Both 20S and 19S proteasome components are essential for meiosis in male mice.

The proteasome, an evolutionarily conserved proteolytic complex comprising the 20S core particle and 19S regulatory particles, performs both shared and distinct functions across various tissues and organs. Spermatogenesis, a highly complex developmental process, relies on proteasome activity at multiple stages to regulate protein turnover. In this study, we selected the 20S subunit PSMA1 and 19S regulatory subunit PSMD2 to investigate the potential functions of the proteasome in spermatogenesis. Using Psma1-EGFP and Psmd2-mCherry knock-in mouse models, we confirmed the expression of both subunits in all spermatogenic cell types, with pronounced presence in early germ cell development. To further clarify their functional significance, we specifically knocked out Psma1 and Psmd2 in germ cells.

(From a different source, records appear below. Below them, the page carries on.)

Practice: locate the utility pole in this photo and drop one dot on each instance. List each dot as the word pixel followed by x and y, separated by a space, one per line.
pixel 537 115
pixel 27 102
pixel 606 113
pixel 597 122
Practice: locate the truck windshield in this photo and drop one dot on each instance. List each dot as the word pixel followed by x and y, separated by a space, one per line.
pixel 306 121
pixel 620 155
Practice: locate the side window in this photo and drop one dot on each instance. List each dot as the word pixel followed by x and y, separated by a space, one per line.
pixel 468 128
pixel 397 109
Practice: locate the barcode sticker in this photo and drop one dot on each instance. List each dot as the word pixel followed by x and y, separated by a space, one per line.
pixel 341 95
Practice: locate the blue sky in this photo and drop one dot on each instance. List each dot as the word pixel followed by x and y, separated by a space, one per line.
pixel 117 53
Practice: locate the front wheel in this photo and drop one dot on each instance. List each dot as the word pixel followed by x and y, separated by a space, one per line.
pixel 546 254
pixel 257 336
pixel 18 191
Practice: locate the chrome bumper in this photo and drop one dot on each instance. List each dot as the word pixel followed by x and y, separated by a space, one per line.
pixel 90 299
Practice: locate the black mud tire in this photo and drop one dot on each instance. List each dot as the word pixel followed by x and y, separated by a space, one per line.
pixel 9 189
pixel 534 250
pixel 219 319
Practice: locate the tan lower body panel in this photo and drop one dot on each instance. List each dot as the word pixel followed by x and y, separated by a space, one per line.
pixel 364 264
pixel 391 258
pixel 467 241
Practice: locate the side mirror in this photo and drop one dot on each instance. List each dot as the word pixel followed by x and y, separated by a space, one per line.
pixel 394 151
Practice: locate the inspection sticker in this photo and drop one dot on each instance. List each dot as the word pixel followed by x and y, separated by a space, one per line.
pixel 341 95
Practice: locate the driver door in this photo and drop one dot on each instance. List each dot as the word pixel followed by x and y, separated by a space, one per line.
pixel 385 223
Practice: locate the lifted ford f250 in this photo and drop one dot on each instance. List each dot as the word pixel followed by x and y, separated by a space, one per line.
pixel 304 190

Deletion of either PSMA1 or PSMD2 led to disrupted spermatogenesis, characterized by the complete absence of sperm in the epididymis. Subsequent analysis indicated that loss of these proteasome components impaired meiotic initiation. Psma1 and Psmd2 knockout germ cells showed accumulation of DMRT1, a key regulator of mitosis-to-meiosis transition, leading to a reduction in STRA8 levels and consequent disruption of meiosis initiation. This study sheds light on the molecular mechanisms that govern meiotic initiation and identifies potential genes associated with male infertility.